3) the Law of Ukraine, On Protection Against Unfair Competition

This law prohibits unfair competition in general and provides for specific instances of unfair competition, such as defamation, trade libel, misleading consumers, etc.

4) the Law of Ukraine, On State Aid to Commercial Undertakings (the State Aid Law)

The State Aid Law establishes state aid regulation on the national level in Ukraine. It provides for the key compatibility rules as well as for the AMC’s state aid monitoring system. Further state aid compatibility criteria are usually elaborated by the AMC and adopted by the Cabinet of Ministers.

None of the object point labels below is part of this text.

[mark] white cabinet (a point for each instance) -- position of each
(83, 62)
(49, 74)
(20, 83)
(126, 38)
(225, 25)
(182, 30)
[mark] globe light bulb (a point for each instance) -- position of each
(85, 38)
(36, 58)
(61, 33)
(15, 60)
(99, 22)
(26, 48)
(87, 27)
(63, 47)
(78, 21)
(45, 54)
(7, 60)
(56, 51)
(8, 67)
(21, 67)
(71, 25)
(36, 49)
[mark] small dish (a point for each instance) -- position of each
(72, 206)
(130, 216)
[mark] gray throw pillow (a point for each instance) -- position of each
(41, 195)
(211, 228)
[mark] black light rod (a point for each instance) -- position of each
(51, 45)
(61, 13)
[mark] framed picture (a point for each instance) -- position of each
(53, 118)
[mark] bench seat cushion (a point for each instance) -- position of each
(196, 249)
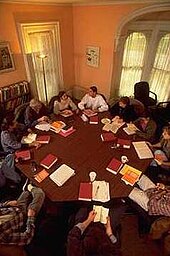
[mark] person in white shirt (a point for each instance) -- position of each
(94, 101)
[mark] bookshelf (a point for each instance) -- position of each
(13, 95)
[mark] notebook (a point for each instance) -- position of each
(108, 136)
(100, 191)
(94, 120)
(48, 161)
(43, 139)
(23, 154)
(101, 214)
(62, 174)
(114, 166)
(85, 191)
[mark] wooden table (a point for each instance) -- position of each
(84, 151)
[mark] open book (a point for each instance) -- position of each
(101, 214)
(100, 191)
(62, 174)
(142, 149)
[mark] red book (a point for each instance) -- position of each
(48, 161)
(43, 139)
(114, 166)
(108, 136)
(94, 120)
(85, 191)
(23, 154)
(67, 133)
(124, 143)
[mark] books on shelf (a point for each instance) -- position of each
(29, 138)
(123, 142)
(48, 161)
(114, 166)
(130, 174)
(43, 139)
(142, 149)
(85, 191)
(94, 119)
(89, 112)
(100, 191)
(101, 214)
(62, 174)
(108, 136)
(57, 126)
(67, 133)
(23, 154)
(40, 176)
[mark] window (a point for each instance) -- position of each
(133, 59)
(160, 75)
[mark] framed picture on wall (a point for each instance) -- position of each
(93, 56)
(6, 59)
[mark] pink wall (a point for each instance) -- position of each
(96, 26)
(11, 14)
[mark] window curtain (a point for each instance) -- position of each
(43, 42)
(160, 75)
(133, 61)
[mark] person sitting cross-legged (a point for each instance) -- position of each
(17, 218)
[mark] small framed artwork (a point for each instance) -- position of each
(6, 60)
(93, 56)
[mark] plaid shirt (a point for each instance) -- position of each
(159, 201)
(11, 231)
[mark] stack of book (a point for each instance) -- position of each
(130, 175)
(48, 161)
(114, 166)
(62, 174)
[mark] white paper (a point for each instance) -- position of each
(62, 174)
(100, 191)
(142, 150)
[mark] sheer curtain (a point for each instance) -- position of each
(133, 61)
(160, 75)
(43, 42)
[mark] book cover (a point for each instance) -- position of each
(67, 133)
(114, 166)
(124, 143)
(108, 136)
(85, 191)
(101, 214)
(94, 120)
(62, 174)
(48, 161)
(23, 154)
(43, 139)
(41, 175)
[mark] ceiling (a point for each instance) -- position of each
(86, 2)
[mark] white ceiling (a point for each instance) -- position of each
(86, 2)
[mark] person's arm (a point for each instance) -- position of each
(83, 102)
(103, 105)
(72, 105)
(74, 245)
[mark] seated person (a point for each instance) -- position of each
(9, 140)
(64, 104)
(162, 152)
(124, 110)
(18, 217)
(154, 199)
(35, 113)
(94, 101)
(146, 126)
(93, 238)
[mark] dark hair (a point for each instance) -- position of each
(6, 123)
(125, 100)
(61, 93)
(93, 88)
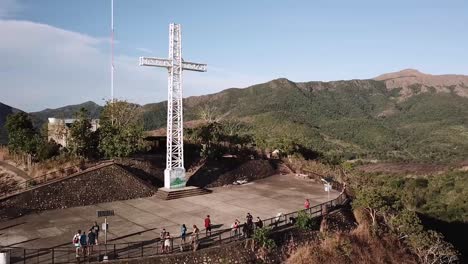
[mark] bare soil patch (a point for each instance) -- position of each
(107, 184)
(403, 168)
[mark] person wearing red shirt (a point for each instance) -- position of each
(207, 225)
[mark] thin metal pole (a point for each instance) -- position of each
(112, 50)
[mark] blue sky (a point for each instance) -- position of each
(56, 52)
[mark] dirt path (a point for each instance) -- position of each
(14, 170)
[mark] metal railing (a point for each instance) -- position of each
(155, 247)
(37, 181)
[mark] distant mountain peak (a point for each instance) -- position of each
(412, 82)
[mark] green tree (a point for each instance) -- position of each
(120, 132)
(22, 137)
(81, 136)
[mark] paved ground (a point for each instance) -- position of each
(142, 219)
(19, 173)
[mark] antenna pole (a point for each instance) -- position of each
(112, 50)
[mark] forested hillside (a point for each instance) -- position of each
(345, 119)
(403, 116)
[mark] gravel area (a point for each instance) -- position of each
(107, 184)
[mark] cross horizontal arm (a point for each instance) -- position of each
(157, 62)
(166, 63)
(193, 66)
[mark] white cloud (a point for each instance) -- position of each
(42, 66)
(145, 50)
(9, 8)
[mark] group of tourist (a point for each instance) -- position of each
(247, 226)
(84, 242)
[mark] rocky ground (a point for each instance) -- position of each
(228, 170)
(110, 183)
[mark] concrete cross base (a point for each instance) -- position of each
(169, 194)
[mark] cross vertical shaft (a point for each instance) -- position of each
(174, 174)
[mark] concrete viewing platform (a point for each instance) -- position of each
(143, 218)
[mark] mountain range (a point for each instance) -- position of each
(405, 115)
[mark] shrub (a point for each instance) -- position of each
(305, 222)
(262, 237)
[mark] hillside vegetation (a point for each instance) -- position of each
(403, 116)
(344, 119)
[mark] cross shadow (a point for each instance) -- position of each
(22, 242)
(216, 226)
(132, 234)
(10, 226)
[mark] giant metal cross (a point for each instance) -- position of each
(174, 174)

Also, Ukraine’s major codifications address competition issues. The Civil Code of Ukraine states, as a limitation of civil rights, that civil rights cannot be used for the abuse of monopoly, unlawful restriction of competition, and unfair competition. The Commercial Code of Ukraine contains more than 15 articles dedicated specifically to competition issues. However, these articles are mostly of a declarative nature and/or duplicate norms from the above-mentioned laws. Therefore, neither the AMC nor courts of law typically refer to the Commercial Code of Ukraine in the context of competition matters.

And, surely, there are plenty of regulations that have been elaborated and adopted, mostly by the AMC, to further develop provisions of the previously mentioned laws, inter alia:

  • the regulation on the procedure for filing applications with the Antimonopoly Committee of Ukraine in order to obtain its approval prior to the concentration of undertakings (the Merger Regulation);
  • the regulation on the procedure for filing applications with the AMC for obtaining its prior approval for concerted practices;
  • the guidelines on the applicability of the Ukrainian merger control rules to joint ventures (the Joint Ventures Guidelines);
  • the rules for consideration of claims and cases on the violation of the laws on protection of economic competition (the Investigation Rules);
  • the procedure for the filing of applications with the AMC for release from liability for violation of Ukrainian competition law (the Leniency Regulation);
  • the methodology for assessment of a monopoly (dominant) position of undertakings in a market;
  • the guidelines on the application of the SSNIP test;
  • the model conditions for the concerted practices of undertakings for the general exemption for the prior clearance for concerted practices obtained from the AMC (the General Block Exempts);
  • the model conditions for the concerted practices of undertakings regarding the supply and use of goods (the Vertical Block Exempts);
  • the guidelines on the application of the State Aid Law; and
  • the guidelines on the calculation of fines for Ukrainian competition law violations (the Fines Guidelines).

2. Have there been any notable recent (last 24 months) updates of Ukrainian competition legislation?

On August 8, 2023, the Law of Ukraine “On amendments to certain laws of Ukraine regarding improving competition law and activities of the Antimonopoly Committee of Ukraine” No.3295-IX (Law 3295-IX) was adopted. It primarily amends the Competition Law and the AMC Law. These amendments are considered an important step within the ongoing “competition reform” aimed at further harmonization of Ukrainian laws and regulations with EU competition law.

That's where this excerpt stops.